First of all the secondary wavelet starts from point A and traverses distance AA' (=vt) in first medium in time t. In the same time t, the point B of wavefront, after travelling a distance BB', reaches point B' (of the surface), from where the secondary wavelet now starts. Now taking A as centre we draw a spherical arc of radius AA' (= vt) and draw tangent A'B' on this arc from point B'. As the incident wavefront AB advances, the secondary wavelets starting from points between A and B', one after the other and will touch A'B' simultaneously. According to Huygen’s principle wavefront A'B' represents the new position of AB, i.e., A'B' is the reflected wavefront corresponding to incident wavefront AB.

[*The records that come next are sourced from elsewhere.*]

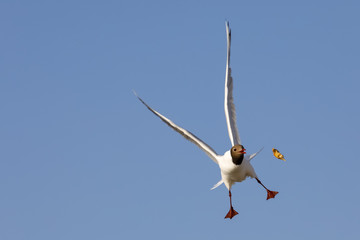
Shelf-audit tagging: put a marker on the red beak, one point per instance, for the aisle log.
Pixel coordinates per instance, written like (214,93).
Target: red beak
(243,151)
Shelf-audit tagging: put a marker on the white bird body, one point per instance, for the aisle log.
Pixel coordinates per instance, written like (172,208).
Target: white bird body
(231,173)
(234,165)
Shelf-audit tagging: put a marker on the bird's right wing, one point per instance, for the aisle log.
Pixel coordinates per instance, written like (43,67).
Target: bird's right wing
(186,134)
(230,113)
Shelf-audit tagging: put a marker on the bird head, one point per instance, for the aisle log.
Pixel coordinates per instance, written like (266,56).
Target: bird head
(237,154)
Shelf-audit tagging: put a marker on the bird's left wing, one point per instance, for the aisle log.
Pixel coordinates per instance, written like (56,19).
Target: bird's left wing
(186,134)
(230,113)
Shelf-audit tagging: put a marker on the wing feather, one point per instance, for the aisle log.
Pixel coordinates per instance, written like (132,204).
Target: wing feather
(186,134)
(230,112)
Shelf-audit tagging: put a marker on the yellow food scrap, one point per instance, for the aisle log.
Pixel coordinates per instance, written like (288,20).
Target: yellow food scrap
(278,155)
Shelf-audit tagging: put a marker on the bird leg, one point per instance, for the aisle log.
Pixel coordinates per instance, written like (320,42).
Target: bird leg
(231,212)
(271,194)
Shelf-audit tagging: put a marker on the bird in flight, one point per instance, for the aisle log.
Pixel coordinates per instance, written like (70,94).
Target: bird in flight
(235,164)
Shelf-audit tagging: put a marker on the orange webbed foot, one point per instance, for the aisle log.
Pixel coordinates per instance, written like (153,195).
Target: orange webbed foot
(232,213)
(271,194)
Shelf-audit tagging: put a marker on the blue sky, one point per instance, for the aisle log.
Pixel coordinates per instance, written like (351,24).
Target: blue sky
(81,158)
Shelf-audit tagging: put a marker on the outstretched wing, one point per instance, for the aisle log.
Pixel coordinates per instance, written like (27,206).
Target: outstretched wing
(230,113)
(186,134)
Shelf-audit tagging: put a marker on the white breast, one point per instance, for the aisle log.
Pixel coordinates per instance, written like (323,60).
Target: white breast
(232,173)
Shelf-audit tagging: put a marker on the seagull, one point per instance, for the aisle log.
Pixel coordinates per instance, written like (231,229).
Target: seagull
(235,164)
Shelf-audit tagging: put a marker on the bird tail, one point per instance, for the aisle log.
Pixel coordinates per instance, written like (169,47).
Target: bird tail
(254,154)
(218,184)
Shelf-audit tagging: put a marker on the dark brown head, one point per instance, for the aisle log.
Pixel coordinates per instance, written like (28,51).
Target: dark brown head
(237,154)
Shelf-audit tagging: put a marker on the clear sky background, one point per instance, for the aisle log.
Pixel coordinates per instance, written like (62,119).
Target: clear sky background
(82,158)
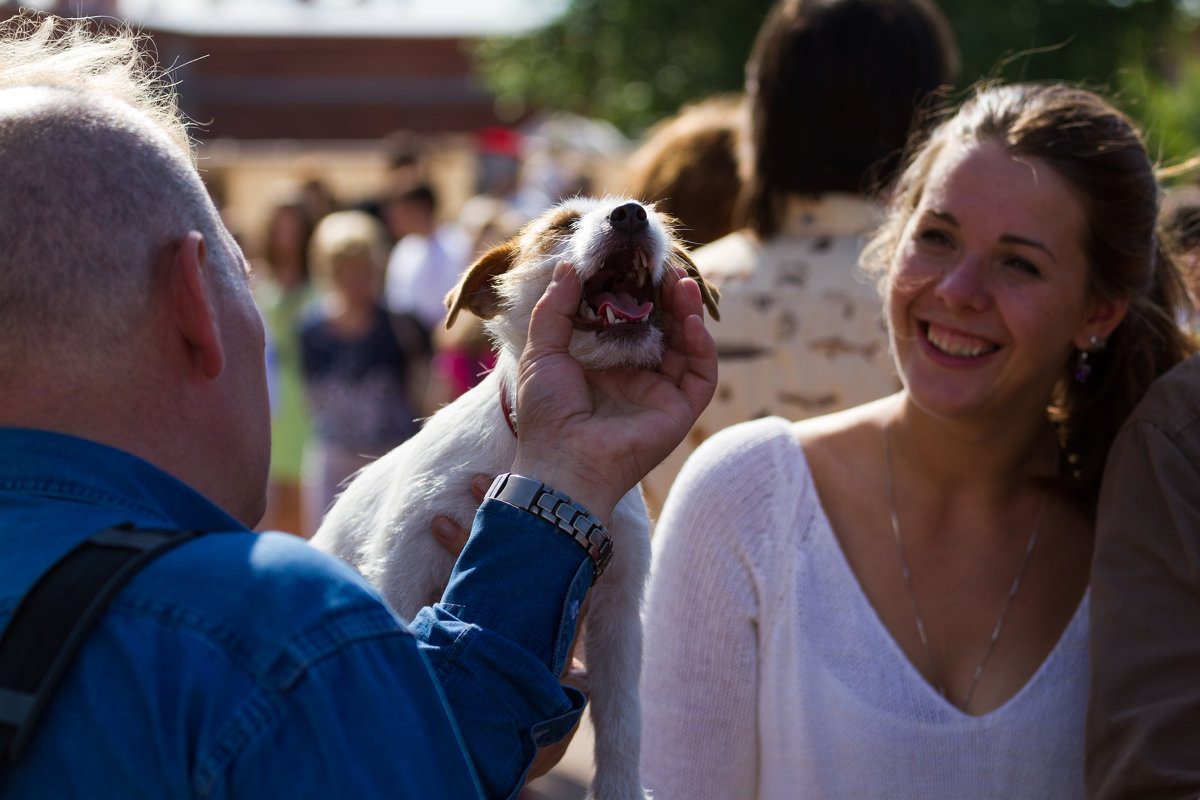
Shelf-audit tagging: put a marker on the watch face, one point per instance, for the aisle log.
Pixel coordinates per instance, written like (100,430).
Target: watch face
(556,507)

Now in right-angled triangles ABB' and AA' B'
$\angle\text{ABB}' = \angle\text{AA'} B' \text{(both are equal to } 90^{o})$
side BB' = side AA' (both are equal to $v\text{t}$)
and side AB' is common
i.e., both triangles are congruent.
$\therefore\angle\text{BAB}' = \angle\text{AB}'\text{A}'$
i.e., incident wavefront AB and reflected wavefront A'B' make equal angles with the reflecting surface XY. As the rays are always normal to the wavefront, therefore the incident and the reflected rays make equal angles with the normal drawn on the surface XY, i.e.,
angle of incidence i = angle of reflection r
This is the second law of reflection.
Since AB, A'B' and XY are all in the plane of paper, therefore the perpendiculars dropped on them will also be in the same plane. Therefore we conclude that the incident ray, reflected ray and the normal at the point of incidence, all lie in the same plane. This is the first law of reflection. Thus Huygen’s principle explains both the laws of reflection.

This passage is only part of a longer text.